Dreams Recurring

I am a 26 year old college student at Ohio State University (OSU). I am male, white, homosexual. If you want to know anything else, you'll just have to read the blog itself. The title comes from an old Husker Du song, though I did change it slightly. **ATTENTION** some of the entries in this blog contain sexually explicit material.

Name:
Location: Columbus, Ohio, United States

Please read my blog, because, unlike most of the people on here, I really do keep up on it. It's not very stylish, my blog, but I do take it at least semi-seriously, and post regularly. Surely such perseverence and loyalty is worth something?

Monday, February 07, 2005

No graduate school for me....

I'm so sad right now. I just found out that to get into the OSU English Master's program you have to have a 3.85 GPA, and all I got is a 3.3. People are too smart, I just can't compete. I'm just going to have to accept the fact that I'm just not destined for a life in academia...

Well, there's probably hope for me...if I go to a lesser school or something...but...a master's degree is a lot of money to spend...if I can't get into a good school, then it won't lead to anything, and I'll have spent all that money just to amuse myself.
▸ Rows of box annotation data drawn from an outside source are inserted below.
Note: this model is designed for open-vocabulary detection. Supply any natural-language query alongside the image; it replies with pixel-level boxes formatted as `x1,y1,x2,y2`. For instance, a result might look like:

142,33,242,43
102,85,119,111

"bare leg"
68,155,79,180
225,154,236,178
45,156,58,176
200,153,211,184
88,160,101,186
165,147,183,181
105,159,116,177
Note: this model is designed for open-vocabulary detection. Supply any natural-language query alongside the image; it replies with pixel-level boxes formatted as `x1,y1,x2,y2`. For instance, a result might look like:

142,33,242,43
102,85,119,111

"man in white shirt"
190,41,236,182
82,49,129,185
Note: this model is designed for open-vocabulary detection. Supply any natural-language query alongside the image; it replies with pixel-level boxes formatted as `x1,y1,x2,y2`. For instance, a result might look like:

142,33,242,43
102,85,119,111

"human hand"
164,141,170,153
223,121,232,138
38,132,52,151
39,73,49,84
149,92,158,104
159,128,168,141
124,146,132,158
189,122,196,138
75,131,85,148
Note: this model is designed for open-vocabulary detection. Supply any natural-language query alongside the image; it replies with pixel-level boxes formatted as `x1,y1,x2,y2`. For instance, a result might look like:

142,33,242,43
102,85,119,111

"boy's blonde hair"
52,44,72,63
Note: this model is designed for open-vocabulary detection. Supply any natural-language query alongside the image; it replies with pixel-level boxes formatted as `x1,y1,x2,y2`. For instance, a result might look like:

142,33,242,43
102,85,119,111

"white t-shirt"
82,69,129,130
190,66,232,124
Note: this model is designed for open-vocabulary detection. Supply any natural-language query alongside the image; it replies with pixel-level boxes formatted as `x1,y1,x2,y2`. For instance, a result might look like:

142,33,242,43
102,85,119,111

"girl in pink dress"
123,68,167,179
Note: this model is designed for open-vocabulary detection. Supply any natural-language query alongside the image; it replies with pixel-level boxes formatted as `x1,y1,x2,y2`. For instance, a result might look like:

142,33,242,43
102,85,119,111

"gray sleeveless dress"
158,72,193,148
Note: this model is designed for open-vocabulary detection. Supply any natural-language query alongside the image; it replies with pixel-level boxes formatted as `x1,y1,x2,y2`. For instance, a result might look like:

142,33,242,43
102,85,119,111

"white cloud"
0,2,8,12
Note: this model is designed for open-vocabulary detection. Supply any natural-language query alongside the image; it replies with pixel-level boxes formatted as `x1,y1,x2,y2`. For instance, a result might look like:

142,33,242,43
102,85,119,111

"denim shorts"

I can't afford to just amuse myself.

Why do I have to be so poor!

I acted out a bit today...in rather inappropriate ways...I don't know where I'm going...I feel so lost...and empty...

I think about giving up the compulsive sex, but then something always happens to make me think "acting out is great! I should do it more often." Or at least that I don't want to give it up completely. Like, for example, over the weekend I got to have sex with two guys at once, which I haven't done in awhile. They were doing this thing where they had both their cocks in my mouth at once. It was great! I've been thinking about it alot...

But then all that day, before then and after then, I just felt so weird, so grey and pale, with no sense of pleasure at all. I think that the SCA people would say that instead of confronting my depression I was using sex to escape it. That's true. But is that really so bad?

I'm going to go see Doctor Ruth speak tonight. I'm looking forward to it.